Books

(40‐something man was hitting on young clerk when his wife comes up)
Man: I honestly think man wasn’t meant to be faithful. We’re all so sexual.
Wife: Did you forget I was here?
Man: I’ll be in the car in a second.
(she leaves store)
Man, after looking back at clerk: Please. She loves getting pimped out to my friends.

Bookstore
Ocala, Florida

Student #1: The professor wanted us to list our ten favorite books.
Student #2: So?
Student #1: All I could think of was “If You Give a Mouse a Cookie.”

East Carolina University
Greenville, North Carolina

Mom to two kids: Now, you can both get one paperback each, but remember, they have to be normal paperbacks. Nothing about dragons.

New Haven, Connecticut

Teen boy: (glares at brother, bites thumb)
Younger brother: Mom!
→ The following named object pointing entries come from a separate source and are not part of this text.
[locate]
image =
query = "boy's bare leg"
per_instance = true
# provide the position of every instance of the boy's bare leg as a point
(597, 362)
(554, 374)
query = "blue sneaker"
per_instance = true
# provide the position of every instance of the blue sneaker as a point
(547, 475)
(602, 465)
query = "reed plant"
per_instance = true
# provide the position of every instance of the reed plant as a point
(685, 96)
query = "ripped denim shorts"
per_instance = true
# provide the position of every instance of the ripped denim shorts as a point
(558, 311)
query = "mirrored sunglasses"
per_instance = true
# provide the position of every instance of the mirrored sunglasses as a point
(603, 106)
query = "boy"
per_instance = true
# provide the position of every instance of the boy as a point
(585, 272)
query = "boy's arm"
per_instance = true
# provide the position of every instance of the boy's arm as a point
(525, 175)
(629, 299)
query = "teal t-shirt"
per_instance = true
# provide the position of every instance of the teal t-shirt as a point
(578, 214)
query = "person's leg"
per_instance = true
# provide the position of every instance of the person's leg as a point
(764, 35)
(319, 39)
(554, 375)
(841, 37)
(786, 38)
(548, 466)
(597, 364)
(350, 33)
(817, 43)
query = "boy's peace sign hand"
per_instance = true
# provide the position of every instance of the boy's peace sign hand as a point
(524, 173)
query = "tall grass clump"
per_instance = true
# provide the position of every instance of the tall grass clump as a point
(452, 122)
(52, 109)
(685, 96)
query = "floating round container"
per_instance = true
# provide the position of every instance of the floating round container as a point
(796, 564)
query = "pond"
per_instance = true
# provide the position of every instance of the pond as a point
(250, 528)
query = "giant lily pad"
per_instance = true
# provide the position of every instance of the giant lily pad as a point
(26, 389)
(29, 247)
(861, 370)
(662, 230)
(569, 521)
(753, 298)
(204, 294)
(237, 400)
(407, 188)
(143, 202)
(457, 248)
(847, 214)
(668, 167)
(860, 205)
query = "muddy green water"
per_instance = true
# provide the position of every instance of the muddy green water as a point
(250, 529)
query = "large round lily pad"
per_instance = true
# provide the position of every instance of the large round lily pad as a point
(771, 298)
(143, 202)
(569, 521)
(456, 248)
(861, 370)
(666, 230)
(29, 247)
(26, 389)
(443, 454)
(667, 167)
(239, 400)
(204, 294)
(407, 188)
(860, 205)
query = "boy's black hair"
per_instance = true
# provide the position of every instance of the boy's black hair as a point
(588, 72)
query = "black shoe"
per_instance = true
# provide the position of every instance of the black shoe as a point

He’s non‐verbally quoting Shakespeare at me again!

Denver, Colorado

Overheard by: Lee

Teen girl #1, looking at bookmarks: Oh – I would totally read if I had a cool bookmark!
Teen girl #2: Oh, me too, for sure!

Milwaukee, Wisconsin

Customer: Do you have any non‐fiction books on vampires?

Dymocks Carousel
Perth, Western Australia
Australia

Overheard by: Richard

Teen guy: Yeah, we got like, so wasted!
Teen girl #1: It was great, yeah. We got so high.
Teen girl #2: Where did you guys get the alcohol?
Teen girl #1: What?
Teen girl #2: If you guys were getting high, where did you get the alcohol?
Teen girl #1: That’s drunk. You get high off weed.
Teen girl #2: Oh. Okay. Then, where’d you get that?
Teen guy: My sister. She’s sixteen!
Teen girl #2: Can’t you get high off books?
Teen guy: What?
Teen girl #2: Cause, can’t, like…books get you high?
Teen girl #1: What?

Library
East Vancouver, BC
Canadia

Guy #1: Hey, cool! Harry Potter bookmarks! You think they have one for Hufflepuff?
Guy #2: Probably not.
Guy #1: Oh… Do you think it’s because nobody cares?

Borders
Tucson, Arizona

Guy #1: Check out that girl’s ensemble. Interesting.
Gut #2: I bet she read a book about how to wear her scarf.

Antonio’s Pizza
Providence, Rhode Island

Overheard by: Chris

Woman #1: So how did the date go?
Woman #2: Well, he started telling me about his favorite books, and I was all: “you know niggas can’t read!”